REESE ERLICH, BYLINE: It was pitch dark as our car entered downtown Qatif onto what protesters call Revolution Road. The army deploys armored vehicles at strategic locations and checkpoints are everywhere. Demonstrations are illegal in Saudi Arabia, but that doesn't intimidate the protestors of Qatif.

UNIDENTIFIED MAN #1: (Chanting in foreign language)

ERLICH: Hundreds of mostly young people march peacefully demanding the release of a jailed leader. Women mass at the end of the protest and chant the loudest.

UNIDENTIFIED WOMEN: (Chanting in foreign language)

ERLICH: One protester, who declines to use his name because he fears arrest, says the demonstrations continue in Qatif because residents face both general political repression and discrimination as Shia in this majority Sunni country.

UNIDENTIFIED MAN #2: (Through Translator) As Shia we can't get certain jobs, such as in the military. We also face the same political repression as all Saudis. We live under an absolute monarchy that gives us no rights and steals the wealth of the country.

ERLICH: He says when demonstrations began two years ago, people demanded reforms from the Saudi royal family. Now, they demand its removal.

UNIDENTIFIED MAN #2: (Through Translator) As a reaction to the increased repression, people now want the overthrow of the ruling family. I think the best form of government is constitutional monarchy like they have in Britain.

ERLICH: While many young people demand regime change, traditional opposition leaders in Qatif call for reform. Sheik Mohammed Hassan al Habib, a leading Shiite religious leader, advocates limited demands such as legalization of political parties and creation of an elected - not an appointed - parliament.

SHEIK MOHAMMED HASSAN AL HABIB: (Through Translator) Sunni and Shia leaders agree there should be reform from within the royal family. Some demonstrators call for toppling the regime but we're trying to guide them not to raise such slogans and to remain peaceful.

ERLICH: But the government treats all protests the same, whether they call for reform or a revolution. Major General Mansour al Turki is a spokesperson for the Ministry of Interior in Riyadh.
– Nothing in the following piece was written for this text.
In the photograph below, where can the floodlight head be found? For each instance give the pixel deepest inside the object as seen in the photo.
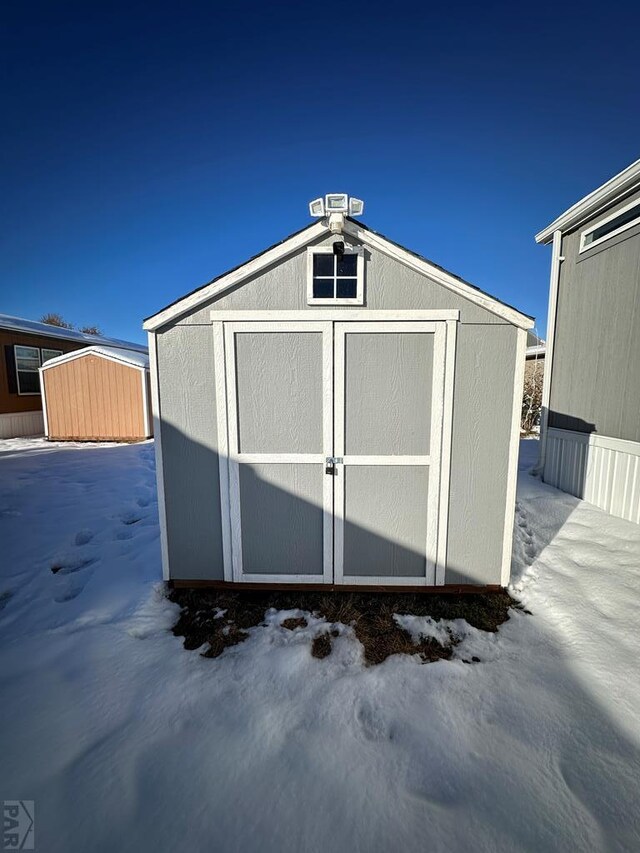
(316, 207)
(336, 205)
(336, 202)
(356, 206)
MAJOR GENERAL MANSOUR AL TURKI: Demonstrations in the kingdom are prohibited. We try to prevent such demonstrations. If you have actually any complaints, then you have actually to complain through the legal process.
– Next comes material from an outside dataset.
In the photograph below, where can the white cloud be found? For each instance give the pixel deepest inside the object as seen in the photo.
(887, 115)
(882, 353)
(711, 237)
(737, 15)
ERLICH: Critics say that legal process is useless when the king has near absolute power.

UNIDENTIFIED MAN #3: (Chanting in foreign language)

ERLICH: At the Qatif demonstration, the march remains peaceful. And on this night the police do not attack. Another protester, who asks for anonymity, says the mere fact they have been able to keep the protests alive for two years is a sign of strength.

UNIDENTIFIED MAN #4: (Through Translator) The pressure from the people is growing. They are getting angrier and angrier.

ERLICH: Discontent remains strong among the Shia of eastern Saudi Arabia, but at least for the moment, their calls for democracy are not widely echoed in other parts of the country. For NPR News, I'm Reese Erlich.